Press 53 published her next five books, including her most recent work, “A Sun Inside My Chest.”

The first poem in Erickson’s new book is titled “Loving You Burns Like Shingles.” It is about loving the wrong boy and was published by The Sun magazine.

“I just love her way of describing things,” said Kevin Morgan Watson, publisher and editor in chief of Press 53. “When you’re reading her poems, you feel like you’re there. You can taste the air. You can smell the flowers. You can hear the birds flying overhead. It really is amazing. She is the queen of metaphor and simile.”

He said it is amazing the way Erickson sees the normal everyday things that people see all the time.

“When she points out and says, ‘Wait. Look at this,’ that’s magical,” Watson said.

He added that her writing has always been good, but she keeps getting better.

In an excerpt of a back-cover blurb for “A Sun Inside My Chest,” Emily Herring Wilson, author of “When I Go Back to My Home Country: A Remembrance of Archie Ammons,” wrote: “Terri Kirby Erickson’s sixth book, dedicated 'for love,' is a world I want to live in: generous people, beautiful flowers, birds of every feather, landscapes of mountains and sea, and love of every kind, from passionate romance to family and friends, hawks and owls and herons and clouds and outdoor cathedrals.

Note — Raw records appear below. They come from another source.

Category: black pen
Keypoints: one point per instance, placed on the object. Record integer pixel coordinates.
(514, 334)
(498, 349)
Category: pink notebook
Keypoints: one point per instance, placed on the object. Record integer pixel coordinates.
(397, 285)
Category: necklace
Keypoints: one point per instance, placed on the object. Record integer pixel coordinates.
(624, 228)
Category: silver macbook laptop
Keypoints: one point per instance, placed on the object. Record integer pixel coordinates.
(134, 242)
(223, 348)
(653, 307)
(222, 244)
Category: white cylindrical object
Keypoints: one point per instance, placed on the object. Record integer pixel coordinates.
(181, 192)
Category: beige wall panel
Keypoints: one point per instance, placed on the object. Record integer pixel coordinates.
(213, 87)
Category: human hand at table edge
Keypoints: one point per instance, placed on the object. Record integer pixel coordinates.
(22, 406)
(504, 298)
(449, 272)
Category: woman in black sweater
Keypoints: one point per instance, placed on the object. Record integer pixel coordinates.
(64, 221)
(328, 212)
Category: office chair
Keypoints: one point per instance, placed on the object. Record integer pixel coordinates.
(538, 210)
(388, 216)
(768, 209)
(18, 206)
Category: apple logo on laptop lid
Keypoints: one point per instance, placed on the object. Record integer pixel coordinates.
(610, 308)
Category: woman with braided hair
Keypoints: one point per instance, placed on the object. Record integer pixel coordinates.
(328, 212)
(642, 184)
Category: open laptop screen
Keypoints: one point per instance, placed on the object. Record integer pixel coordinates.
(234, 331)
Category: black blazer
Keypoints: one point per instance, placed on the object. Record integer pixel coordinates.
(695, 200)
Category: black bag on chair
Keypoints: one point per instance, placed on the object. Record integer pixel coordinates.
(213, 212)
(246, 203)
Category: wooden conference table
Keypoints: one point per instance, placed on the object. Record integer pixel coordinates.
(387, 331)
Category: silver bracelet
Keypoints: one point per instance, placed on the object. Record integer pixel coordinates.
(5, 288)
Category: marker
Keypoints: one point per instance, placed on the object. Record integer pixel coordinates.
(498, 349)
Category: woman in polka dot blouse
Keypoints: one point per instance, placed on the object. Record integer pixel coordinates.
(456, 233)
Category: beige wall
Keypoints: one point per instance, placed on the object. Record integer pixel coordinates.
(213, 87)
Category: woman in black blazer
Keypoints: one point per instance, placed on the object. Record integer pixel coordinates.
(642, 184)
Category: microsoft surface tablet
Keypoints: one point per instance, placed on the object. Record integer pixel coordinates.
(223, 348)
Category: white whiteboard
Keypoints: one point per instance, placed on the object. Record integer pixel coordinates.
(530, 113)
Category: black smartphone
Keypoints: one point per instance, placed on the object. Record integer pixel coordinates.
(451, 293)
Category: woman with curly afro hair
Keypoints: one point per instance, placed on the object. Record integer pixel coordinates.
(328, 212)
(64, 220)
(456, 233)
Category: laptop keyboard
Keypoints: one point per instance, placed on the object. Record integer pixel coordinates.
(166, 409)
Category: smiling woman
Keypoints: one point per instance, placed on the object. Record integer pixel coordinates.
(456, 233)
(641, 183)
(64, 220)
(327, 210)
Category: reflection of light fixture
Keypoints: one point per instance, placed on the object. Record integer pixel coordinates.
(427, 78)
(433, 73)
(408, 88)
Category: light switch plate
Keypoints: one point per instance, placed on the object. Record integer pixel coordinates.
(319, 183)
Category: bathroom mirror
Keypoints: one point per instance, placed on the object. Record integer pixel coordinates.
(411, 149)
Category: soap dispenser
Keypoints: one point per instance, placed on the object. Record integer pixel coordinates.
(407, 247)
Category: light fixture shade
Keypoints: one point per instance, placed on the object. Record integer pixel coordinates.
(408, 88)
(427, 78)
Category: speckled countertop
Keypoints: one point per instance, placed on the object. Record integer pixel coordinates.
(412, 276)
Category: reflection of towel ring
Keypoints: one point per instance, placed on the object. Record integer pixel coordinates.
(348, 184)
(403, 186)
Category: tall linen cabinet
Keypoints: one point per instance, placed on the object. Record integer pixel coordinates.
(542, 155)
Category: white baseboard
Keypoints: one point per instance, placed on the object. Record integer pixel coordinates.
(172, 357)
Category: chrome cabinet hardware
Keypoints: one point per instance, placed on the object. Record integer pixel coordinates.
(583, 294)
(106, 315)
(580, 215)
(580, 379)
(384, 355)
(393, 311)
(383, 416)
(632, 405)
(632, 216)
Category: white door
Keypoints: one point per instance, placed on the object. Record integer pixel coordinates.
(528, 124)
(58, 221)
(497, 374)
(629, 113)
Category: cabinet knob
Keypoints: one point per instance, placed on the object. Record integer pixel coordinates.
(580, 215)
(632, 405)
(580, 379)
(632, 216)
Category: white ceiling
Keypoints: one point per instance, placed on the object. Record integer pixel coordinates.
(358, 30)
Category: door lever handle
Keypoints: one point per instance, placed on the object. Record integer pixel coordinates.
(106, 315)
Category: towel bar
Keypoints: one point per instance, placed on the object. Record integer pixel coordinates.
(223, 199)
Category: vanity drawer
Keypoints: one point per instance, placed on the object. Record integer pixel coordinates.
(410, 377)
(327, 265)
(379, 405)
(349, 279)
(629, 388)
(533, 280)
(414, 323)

“She is such a fine poet, a shining jewel, a modest woman, and a friend to all mankind and nature. Discovering her in recent years, I have felt young again, to read and write poems, to believe that poets are, as Shelley wrote, 'the unacknowledged legislators of the world.'"

The gift

Erickson’s poems have appeared in many literary publications, and she has won prizes for her poetry, including the Joy Harjo Poetry Prize for a poem about the death of her brother, Tommy Kirby, who died when he was 20.

She said the death of her brother was a pivotal time in her life.

Erickson is also still grieving the loss of her parents, Tom and Loretta Kirby, who died last year.

“They died six months apart,” Erickson said. “It was a terrible blow. I was really close to my parents.”

The poetry she has written about her parents are some of her favorite poems.

“They were married for 63 years and they had such a wonderful relationship and were such wonderful parents,” she said.

Erickson’s new book is an eclectic collection of poetry. In her author’s note, she writes about the deaths of her parents, the grief and shock that follows the passing of parents, as well as the love that lives on.

“It is not a book of poetry necessarily about loss,” Erickson said. “It’s a book about the beauty that surrounds us in the world, falling in love with the world and appreciating all the beauty and the gift that is life.”

She said that poetry has been a healing force in her life.

“I have had no symptoms of Crohn’s disease since I started writing poetry,” Erickson said.